第123回 パリサンジェルマン対マルセイユ(1) 最大かつ唯一のライバルとの対戦

■欧州有力リーグの看板カード

 どのリーグにもファンの注目を集める看板カードが存在する。欧州の有力リーグで言えば、スペインのレアル・マドリッド対バルセロナ、イタリアのインテル対ACミラノ、イングランドのアーセナル対マンチェスター・ユナイテッド、ドイツのバイエルン・ミュンヘン対ボルシア・ドルトムントがこれにあたるであろう。一方、各クラブのファンが宿命のライバルであると目すチームがどのようなクラブにも存在する。欧州では宿命のライバルというのは実力的に拮抗していることよりも、むしろ地理的な要因に負うところが多い。例えば、その国の中の首都と第二の都市の争いであること。レアル・マドリッドとバルセロナの関係はこれに相当するであろう。あるいは、ダービーマッチと言われる同一地域内のチームの戦いもまた注目を集める。ミラノを本拠地とするインテルとACミラノの戦いはミラノダービーとして長年にわたり名勝負を繰り広げてきた。そしてこれらの戦いが実力上位で伯仲する関係であれば、その戦いはさらに熱くなる。それがライバル激突というものである。

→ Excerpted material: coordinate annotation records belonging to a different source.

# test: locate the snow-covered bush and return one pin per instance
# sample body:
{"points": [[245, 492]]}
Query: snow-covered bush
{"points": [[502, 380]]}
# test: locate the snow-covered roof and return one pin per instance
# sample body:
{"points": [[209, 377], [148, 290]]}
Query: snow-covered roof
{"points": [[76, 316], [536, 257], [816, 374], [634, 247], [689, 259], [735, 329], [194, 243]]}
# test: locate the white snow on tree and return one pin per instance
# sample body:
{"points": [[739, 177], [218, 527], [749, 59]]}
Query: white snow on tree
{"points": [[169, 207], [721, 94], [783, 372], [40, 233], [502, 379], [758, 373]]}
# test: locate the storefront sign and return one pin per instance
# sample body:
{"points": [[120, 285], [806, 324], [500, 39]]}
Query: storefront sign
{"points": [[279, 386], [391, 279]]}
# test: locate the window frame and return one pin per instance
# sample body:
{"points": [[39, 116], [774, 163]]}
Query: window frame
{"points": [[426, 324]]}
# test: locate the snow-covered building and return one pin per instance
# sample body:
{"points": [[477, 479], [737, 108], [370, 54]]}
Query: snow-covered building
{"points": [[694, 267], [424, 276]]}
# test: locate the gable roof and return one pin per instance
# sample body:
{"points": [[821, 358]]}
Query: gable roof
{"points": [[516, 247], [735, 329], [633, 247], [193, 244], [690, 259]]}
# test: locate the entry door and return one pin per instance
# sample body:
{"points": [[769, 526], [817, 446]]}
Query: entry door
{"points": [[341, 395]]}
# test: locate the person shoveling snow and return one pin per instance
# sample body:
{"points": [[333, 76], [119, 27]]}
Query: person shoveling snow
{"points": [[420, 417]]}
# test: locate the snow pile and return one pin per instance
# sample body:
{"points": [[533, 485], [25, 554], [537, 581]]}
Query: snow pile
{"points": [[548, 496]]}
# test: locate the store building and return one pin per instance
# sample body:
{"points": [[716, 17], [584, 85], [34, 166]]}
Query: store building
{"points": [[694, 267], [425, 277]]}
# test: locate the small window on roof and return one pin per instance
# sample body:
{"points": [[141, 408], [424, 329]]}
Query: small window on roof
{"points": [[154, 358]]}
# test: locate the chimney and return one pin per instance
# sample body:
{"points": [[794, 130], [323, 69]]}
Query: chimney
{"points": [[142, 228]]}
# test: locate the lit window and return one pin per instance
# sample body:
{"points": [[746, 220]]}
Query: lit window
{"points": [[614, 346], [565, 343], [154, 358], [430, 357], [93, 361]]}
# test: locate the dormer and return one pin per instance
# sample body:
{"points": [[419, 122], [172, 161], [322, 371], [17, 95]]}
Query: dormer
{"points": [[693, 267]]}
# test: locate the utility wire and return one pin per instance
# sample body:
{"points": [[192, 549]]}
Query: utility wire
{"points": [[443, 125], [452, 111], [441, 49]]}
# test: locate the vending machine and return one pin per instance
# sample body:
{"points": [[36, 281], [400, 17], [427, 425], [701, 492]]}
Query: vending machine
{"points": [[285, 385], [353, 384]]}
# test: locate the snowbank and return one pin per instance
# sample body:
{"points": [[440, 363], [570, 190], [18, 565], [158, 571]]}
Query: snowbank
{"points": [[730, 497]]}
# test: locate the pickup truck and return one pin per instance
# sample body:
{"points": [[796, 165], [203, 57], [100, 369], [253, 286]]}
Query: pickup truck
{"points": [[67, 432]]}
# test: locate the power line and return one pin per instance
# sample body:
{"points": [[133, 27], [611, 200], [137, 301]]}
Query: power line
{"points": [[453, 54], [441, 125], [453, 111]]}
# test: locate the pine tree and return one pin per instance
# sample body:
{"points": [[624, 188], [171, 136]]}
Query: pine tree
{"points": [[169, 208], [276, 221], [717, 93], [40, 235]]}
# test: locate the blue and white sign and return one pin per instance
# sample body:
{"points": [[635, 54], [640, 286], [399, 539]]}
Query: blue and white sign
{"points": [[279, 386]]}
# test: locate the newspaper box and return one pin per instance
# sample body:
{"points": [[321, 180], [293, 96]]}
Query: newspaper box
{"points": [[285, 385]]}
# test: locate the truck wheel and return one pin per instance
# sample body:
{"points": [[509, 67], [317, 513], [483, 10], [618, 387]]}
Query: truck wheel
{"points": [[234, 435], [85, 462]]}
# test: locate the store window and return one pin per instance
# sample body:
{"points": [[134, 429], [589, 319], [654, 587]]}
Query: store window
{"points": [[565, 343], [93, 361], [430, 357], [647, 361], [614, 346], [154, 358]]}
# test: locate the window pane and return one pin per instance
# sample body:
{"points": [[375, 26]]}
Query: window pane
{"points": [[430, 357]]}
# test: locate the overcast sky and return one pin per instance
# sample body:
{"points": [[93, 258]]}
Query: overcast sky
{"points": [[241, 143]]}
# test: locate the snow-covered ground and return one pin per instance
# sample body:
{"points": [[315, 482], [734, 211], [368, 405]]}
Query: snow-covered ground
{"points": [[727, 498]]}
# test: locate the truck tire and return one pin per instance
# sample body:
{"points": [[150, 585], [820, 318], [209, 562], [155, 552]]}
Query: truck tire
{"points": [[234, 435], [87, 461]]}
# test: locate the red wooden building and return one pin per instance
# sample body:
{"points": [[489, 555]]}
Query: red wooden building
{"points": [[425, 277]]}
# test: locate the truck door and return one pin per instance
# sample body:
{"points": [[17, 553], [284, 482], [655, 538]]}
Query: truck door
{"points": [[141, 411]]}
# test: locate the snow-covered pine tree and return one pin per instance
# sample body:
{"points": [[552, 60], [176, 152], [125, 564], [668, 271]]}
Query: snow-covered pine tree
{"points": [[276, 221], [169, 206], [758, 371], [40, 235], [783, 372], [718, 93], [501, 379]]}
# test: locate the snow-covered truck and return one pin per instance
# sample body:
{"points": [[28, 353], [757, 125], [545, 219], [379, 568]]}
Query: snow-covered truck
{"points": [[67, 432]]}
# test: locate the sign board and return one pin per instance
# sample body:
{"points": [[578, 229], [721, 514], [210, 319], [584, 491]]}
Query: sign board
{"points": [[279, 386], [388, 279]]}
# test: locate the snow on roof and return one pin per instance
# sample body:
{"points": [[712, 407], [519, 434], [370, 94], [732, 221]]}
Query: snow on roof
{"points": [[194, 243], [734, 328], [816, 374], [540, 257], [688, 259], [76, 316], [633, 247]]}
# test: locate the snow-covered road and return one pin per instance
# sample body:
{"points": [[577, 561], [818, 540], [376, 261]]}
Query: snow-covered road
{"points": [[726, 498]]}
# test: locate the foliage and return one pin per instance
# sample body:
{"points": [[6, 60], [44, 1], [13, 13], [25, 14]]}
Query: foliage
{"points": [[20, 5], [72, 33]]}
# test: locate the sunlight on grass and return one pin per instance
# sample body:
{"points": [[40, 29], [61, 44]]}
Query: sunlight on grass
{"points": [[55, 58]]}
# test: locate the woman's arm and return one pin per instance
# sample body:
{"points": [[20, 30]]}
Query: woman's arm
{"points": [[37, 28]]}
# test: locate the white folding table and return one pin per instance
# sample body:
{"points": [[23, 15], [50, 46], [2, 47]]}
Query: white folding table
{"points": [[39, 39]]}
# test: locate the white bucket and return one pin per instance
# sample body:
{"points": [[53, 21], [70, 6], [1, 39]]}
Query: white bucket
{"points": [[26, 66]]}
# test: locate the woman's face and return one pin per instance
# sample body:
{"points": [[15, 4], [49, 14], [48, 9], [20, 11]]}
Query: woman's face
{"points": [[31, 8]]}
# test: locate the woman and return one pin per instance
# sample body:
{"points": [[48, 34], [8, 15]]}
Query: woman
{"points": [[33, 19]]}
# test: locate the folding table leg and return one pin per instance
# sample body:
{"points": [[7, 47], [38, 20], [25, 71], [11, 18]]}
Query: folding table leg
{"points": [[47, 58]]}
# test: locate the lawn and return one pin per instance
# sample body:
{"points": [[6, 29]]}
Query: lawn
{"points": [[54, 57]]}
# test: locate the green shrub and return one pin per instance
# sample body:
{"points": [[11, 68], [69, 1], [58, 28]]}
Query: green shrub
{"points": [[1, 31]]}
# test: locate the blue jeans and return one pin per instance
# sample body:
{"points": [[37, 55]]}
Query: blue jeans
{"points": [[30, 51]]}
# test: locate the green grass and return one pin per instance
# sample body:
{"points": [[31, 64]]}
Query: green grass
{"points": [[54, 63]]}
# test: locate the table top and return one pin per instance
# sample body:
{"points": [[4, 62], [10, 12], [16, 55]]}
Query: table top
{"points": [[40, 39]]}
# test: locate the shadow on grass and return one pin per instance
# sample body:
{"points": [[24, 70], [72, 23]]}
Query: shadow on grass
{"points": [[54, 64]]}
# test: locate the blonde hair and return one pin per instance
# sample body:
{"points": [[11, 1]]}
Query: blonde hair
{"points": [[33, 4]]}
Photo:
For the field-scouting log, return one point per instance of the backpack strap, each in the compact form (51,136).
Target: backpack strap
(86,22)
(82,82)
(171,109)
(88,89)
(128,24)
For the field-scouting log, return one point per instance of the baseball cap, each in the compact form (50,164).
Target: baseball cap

■他の欧州有力国に例を見ないパリサンジェルマンとマルセイユの関係

 さて、フランスにおいてダービーとして最も注目を集めるのはリヨン対サンテエチエンヌの一戦であろうが、首都と第二の都市の戦いというと、パリのパリサンジェルマンとマルセイユのオランピック・ド・マルセイユの戦いがこれに相当する。この戦いは両チームならびにフランスサッカー界にとって特別な戦いである。両チームとも大都市が本拠地でありながら、その都市唯一のプロサッカーチームである。つまり、レアル・マドリッドにとってバルセロナはライバルであるが、アトレチコ・マドリッドもライバルである。ACミラノにとってインテルもライバルであるが、ユベントスもライバルである。ところが、パリサンジェルマンもオランピック・ド・マルセイユも同一市内にライバルはなく、お互いが最大にして唯一のライバルとなるのである。首都とそれに続く都市にそれぞれ一つしかプロチームが存在しないというケースは欧州の有力国でフランスだけであり、両チームの激突は国中の関心を集めるのである。

■首都パリに対抗心を燃やすマルセイユ

 このライバル心に油を注いでいるのが中央集権国家フランスにおける首都パリに対するマルセイユの対抗心とプライドである。マルセイユは市の歴史もクラブの歴史もパリのそれとは比べ物にならない。マルセイユに町が誕生して2600年以上、クラブも1899年創立と100年以上の歴史を誇る。一方、首都パリの歴史はそれよりも浅く、紀元前3世紀にシテ島にパリジー族が定住したのがパリの起源と言われている。そしてパリサンジェルマンも1部リーグからパリのチームが姿を消したのを契機に、市民の間で署名運動が起こり、近隣のサンジェルマン・アン・レーのチームとパリのチームを合併して1973年に人工的につくられたチームであり、その歴史はわずか30年である。都市もクラブもフランスの中心はパリではなくマルセイユであるというマルセイユの自負と、首都でありフランスの中心であるパリのプライドが激しく衝突してきたのである。

■首位に肉薄する両チームが直接対決

 ただ、問題は両者の実力である。1980年代終盤から1990年代前半にかけてマルセイユは5連覇を果たし、国内では独走という時代であった。パリサンジェルマンもモナコ、ボルドーなどとともに二番手グループを形成していたが、マルセイユの最大のライバルではなかった。しかし、マルセイユの連覇を止めたのはパリサンジェルマンであった。1993-94のシーズンを制し、マルセイユは2位に終わる。ここからマルセイユは低迷し、タイトルとは無縁となった。一方のパリサンジェルマンも1996年にはカップウィナーズカップを制覇し、フランスのクラブとして初めて欧州三大カップを獲得したり、リーグカップやフランスカップを獲得したりしたが、リーグ戦ではそれ以来優勝するに至っていない。パリサンジェルマンとマルセイユが覇権を争ったシーズンはないに等しい。
 ところが、今年は久しぶりにパリサンジェルマン、マルセイユとも好成績を収め、10月19日と20日に行われた第11節を終了した段階でパリサンジェルマンとマルセイユは勝ち点20で並び。勝ち点21の首位オセール、2位のニースを勝ち点1差で追っており、この試合次第では首位に踊り出る可能性もある。